Since U.S. pandemic-related lockdowns began last March, legal cannabis sales nationwide have skyrocketed, with sustained sales growth through Q3-2020 defining a new normal for cannabis spending and consumption. With increasing consumer access to cannabis (particularly in the new adult-use markets of New Jersey and Arizona) the newly legal markets are estimated to generate $1.2 billion in annual revenue by 2022.
Additionally, the revised forecast reflects California’s newly released, retroactive updates to tax revenue figures, improving the overall outlook for the speed at which the Golden State is successfully converting illicit sales to legal sales, and thus increasing the 5-year revenue forecast for the state.
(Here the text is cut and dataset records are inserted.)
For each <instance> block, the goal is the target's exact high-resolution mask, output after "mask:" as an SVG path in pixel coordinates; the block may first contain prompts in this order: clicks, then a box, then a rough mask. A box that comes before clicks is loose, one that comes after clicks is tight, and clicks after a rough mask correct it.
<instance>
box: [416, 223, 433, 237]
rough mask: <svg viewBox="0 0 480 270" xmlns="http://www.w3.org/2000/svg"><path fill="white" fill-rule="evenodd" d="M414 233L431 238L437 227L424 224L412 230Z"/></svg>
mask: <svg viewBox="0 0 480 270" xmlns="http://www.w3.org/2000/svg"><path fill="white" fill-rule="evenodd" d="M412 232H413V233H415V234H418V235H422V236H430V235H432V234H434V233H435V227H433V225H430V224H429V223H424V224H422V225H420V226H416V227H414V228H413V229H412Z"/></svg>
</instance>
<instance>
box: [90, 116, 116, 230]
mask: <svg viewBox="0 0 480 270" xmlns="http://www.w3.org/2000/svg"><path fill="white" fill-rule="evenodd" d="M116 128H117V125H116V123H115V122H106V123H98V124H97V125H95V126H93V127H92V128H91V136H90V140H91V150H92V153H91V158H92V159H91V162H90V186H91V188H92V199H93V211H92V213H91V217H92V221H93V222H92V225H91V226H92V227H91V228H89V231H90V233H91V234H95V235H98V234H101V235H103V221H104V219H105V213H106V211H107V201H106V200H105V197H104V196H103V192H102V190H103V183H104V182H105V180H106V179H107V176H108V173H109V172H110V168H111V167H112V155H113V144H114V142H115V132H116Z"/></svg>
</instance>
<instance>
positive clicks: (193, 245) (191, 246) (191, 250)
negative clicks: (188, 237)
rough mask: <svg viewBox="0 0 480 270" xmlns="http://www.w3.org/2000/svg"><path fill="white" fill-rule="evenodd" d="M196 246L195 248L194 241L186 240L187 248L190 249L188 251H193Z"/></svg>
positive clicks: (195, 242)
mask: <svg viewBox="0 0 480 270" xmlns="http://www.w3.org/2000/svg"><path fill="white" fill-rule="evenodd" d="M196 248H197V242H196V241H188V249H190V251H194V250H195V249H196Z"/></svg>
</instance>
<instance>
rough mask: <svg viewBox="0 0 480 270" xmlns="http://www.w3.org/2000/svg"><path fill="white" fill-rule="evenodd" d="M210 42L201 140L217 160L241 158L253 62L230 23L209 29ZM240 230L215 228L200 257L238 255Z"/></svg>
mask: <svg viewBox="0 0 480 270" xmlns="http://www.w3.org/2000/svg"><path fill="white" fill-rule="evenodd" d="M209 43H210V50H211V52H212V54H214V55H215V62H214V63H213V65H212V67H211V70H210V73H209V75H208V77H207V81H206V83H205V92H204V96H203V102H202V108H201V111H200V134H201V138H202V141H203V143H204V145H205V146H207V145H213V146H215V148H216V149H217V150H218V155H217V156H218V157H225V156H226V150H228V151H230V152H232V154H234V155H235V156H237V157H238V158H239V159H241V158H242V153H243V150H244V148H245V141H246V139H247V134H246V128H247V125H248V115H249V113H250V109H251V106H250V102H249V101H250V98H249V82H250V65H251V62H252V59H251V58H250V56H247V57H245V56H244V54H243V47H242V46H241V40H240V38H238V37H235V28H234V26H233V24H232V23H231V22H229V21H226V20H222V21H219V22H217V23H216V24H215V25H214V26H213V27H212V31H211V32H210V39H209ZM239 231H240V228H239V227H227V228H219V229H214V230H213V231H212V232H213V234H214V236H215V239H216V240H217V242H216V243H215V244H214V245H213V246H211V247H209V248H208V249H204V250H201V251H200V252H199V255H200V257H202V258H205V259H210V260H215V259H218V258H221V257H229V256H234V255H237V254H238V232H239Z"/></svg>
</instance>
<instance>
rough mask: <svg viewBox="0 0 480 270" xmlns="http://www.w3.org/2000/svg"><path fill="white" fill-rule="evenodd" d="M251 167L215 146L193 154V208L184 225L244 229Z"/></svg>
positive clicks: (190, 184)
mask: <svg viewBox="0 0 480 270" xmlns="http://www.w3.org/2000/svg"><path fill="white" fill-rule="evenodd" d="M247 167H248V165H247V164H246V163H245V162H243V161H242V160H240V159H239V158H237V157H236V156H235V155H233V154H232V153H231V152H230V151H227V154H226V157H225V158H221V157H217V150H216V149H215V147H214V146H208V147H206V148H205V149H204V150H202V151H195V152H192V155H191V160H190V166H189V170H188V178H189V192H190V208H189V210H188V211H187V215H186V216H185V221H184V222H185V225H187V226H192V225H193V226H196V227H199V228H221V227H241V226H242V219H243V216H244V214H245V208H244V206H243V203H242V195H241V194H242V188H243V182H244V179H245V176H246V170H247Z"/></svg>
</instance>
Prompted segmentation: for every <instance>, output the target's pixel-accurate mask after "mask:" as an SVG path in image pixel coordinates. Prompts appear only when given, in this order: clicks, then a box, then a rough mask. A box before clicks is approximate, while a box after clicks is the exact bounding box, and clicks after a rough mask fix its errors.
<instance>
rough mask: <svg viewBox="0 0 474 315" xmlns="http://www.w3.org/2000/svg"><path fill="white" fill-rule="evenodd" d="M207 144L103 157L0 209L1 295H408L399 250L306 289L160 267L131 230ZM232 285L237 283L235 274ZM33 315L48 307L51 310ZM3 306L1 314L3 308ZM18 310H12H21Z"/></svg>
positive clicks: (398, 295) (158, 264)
Notably, California’s revised tax projections also suggest that consumer demand has been far stronger than anticipated, even despite the state’s highest-in-the-nation cannabis tax rates. That Californians are turning to the legal market at faster rates than expected is a positive development for the world’s largest cannabis market following years of regulatory hurdles and operational bottlenecks. It suggests that falling prices, combined with greater convenience, have made the legal market increasingly competitive against its illicit rivals.
While California will assuredly remain the largest cannabis market through 2025 (followed in order by Illinois, Florida, and Michigan), New Jersey’s adult-use legalization will be catalytic for expansion and normalization of legal cannabis throughout the Northeast and East Coast, with regional neighbors New York, Pennsylvania, and Virginia each committed to legalize adult use within the next two years.
The historic tailwinds driving the industry beyond 2020 will attract new capital into the market, spur accelerated innovation across the supply chain, entrench the normalization of legal cannabis in America, and draw heightened interest from other international markets seeking to pass their own reforms. And with last week’s UN vote to reschedule cannabis affirming changing attitudes on a global basis, the U.S. will not only be the most exciting cannabis market in 2021, but also the world’s most influential one.